What can day traders write off on taxes? ›

Day traders can often deduct business-related expenses, including the cost of trading software, market data subscriptions, and other tools essential for their activities. Keeping detailed records of these expenses is crucial for accurate deduction claims.

How do I pay myself as a day trader? ›

A day trader can have dry spells or experience volatility in their earnings. As a result, many trading firms offer instead a draw in lieu of a salary. This is often a modest amount of money meant to cover everyday living expenses and is drawn monthly. Then, any excess earnings are paid out in the form of bonuses.

Is trader tax status worth it? ›

Trader tax status comes with a number of benefits, including the ability to deduct interest as an expense. Traders can deduct educational expenses, like stock trading seminars and educational materials, provided that these expenses are itemized and exceed two percent of their adjusted gross income.

What is a simple trick for avoiding capital gains tax? ›

An easy and impactful way to reduce your capital gains taxes is to use tax-advantaged accounts. Retirement accounts such as 401(k) plans, and individual retirement accounts offer tax-deferred investment. You don't pay income or capital gains taxes at all on the assets in the account.

Can I make a living as a day trader? ›

In theory, day trading offers the opportunity to earn a lot of money in a short period of time. However, the chances are extremely poor: only around 3 % make profits in the long term. The vast majority of traders lose large sums of money through day trading.

Should day traders use an LLC? ›

We generally recommend that active traders conduct their active trading business in a legal entity (usually an LLC).

What qualifies you as a day trader with the IRS? ›

You must seek to profit from daily market movements in the prices of securities and not from dividends, interest, or capital appreciation; Your activity must be substantial; and. You must carry on the activity with continuity and regularity.

What expenses can I claim as a day trader? ›

Almost anything you are using to make your day trading profits can be claimed as a business expense against your income. That includes your broker commissions, platform fees, scanners, news alerts, chat services, trading courses, part of your rent or mortgage if you trade from home, internet bills etc.

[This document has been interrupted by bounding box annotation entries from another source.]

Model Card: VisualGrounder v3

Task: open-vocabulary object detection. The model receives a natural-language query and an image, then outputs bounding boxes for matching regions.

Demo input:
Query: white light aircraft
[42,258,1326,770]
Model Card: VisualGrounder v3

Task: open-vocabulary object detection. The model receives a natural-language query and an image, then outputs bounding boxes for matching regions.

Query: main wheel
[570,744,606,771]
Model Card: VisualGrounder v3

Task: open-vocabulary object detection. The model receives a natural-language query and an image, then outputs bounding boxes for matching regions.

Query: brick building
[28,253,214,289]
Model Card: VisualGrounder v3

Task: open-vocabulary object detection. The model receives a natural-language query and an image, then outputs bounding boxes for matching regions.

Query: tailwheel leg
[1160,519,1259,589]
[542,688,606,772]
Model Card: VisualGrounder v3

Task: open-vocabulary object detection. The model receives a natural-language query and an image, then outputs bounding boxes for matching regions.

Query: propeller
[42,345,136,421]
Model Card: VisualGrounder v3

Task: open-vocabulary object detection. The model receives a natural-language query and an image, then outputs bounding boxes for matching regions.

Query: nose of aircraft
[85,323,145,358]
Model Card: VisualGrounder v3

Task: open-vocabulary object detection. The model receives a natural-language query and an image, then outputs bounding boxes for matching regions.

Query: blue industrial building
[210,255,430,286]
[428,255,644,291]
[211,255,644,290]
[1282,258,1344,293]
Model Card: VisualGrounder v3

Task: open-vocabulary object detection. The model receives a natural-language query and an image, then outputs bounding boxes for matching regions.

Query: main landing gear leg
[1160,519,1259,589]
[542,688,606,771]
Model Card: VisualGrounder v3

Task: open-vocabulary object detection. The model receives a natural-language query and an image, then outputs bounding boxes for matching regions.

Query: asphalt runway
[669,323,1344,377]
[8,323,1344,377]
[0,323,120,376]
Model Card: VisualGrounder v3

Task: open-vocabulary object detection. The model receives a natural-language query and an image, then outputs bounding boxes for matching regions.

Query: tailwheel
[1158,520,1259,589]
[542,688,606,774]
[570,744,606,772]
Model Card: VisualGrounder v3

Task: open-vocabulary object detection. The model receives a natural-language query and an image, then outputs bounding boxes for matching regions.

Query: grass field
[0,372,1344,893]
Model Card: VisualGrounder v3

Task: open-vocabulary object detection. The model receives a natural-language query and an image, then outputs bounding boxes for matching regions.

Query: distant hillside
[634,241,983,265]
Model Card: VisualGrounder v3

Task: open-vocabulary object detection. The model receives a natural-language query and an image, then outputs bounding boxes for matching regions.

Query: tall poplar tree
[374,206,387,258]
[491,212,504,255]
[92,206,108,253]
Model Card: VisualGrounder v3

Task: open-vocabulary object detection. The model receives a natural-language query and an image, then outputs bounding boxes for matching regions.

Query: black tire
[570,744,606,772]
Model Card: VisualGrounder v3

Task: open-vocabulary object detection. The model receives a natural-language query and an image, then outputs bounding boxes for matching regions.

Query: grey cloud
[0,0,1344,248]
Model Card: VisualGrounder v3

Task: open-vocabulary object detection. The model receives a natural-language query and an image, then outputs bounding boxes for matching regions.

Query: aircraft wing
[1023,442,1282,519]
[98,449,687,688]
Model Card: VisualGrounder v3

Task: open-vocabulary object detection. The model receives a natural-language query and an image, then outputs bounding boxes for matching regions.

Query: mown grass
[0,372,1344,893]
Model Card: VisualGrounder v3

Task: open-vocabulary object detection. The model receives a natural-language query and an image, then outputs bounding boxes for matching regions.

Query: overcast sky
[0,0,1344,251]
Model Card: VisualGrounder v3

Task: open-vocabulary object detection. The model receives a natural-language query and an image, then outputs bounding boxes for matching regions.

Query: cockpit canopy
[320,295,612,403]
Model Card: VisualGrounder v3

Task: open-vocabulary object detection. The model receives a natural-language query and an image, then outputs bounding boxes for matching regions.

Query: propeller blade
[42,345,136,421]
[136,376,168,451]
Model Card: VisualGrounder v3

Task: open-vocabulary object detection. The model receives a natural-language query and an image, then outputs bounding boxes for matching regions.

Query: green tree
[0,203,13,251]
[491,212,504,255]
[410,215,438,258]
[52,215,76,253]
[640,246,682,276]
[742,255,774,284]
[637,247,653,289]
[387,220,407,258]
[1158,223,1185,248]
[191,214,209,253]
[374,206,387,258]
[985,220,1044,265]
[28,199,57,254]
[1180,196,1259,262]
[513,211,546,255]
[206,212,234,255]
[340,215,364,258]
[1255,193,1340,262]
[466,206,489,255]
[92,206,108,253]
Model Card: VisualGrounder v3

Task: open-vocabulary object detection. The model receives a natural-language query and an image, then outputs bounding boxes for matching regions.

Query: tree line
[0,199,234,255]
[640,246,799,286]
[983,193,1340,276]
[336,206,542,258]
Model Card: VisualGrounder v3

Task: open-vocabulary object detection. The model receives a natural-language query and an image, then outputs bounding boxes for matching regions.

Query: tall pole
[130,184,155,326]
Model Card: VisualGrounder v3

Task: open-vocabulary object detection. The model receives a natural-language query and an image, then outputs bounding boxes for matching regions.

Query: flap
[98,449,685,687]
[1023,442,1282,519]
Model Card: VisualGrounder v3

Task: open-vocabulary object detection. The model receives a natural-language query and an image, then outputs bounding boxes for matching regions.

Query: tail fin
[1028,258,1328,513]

Do day traders have to report every transaction? ›

As a trader (including day traders), you report all of your transactions on Form 8949 Sales and Other Dispositions of Capital Assets.

Can you day trade with less than 25000? ›

The Pattern Day Trader rule allows for up to three day trades in a rolling five-day period for accounts under $25k. Consider trading less than this maximum to give yourself some wiggle room.

How much money do day traders with $10,000 accounts make per day on average? ›

Assuming they make ten trades per day and taking into account the success/failure ratio, this hypothetical day trader can anticipate earning approximately $525 and only risking a loss of about $300 each day. This results in a sizeable net gain of $225 per day.

How do day traders avoid wash sales? ›

There are strategies for avoiding wash sales while still taking advantage of taxable gains and losses. If you own an individual stock that experienced a loss, you can avoid a wash sale by making an additional purchase of the stock and then waiting 31 days to sell those shares that have a loss.

What is the 3 day rule in stocks? ›

The 3-Day Rule in stock trading refers to the settlement rule that requires the finalization of a transaction within three business days after the trade date. This rule impacts how payments and orders are processed, requiring traders to have funds or credit in their accounts to cover purchases by the settlement date.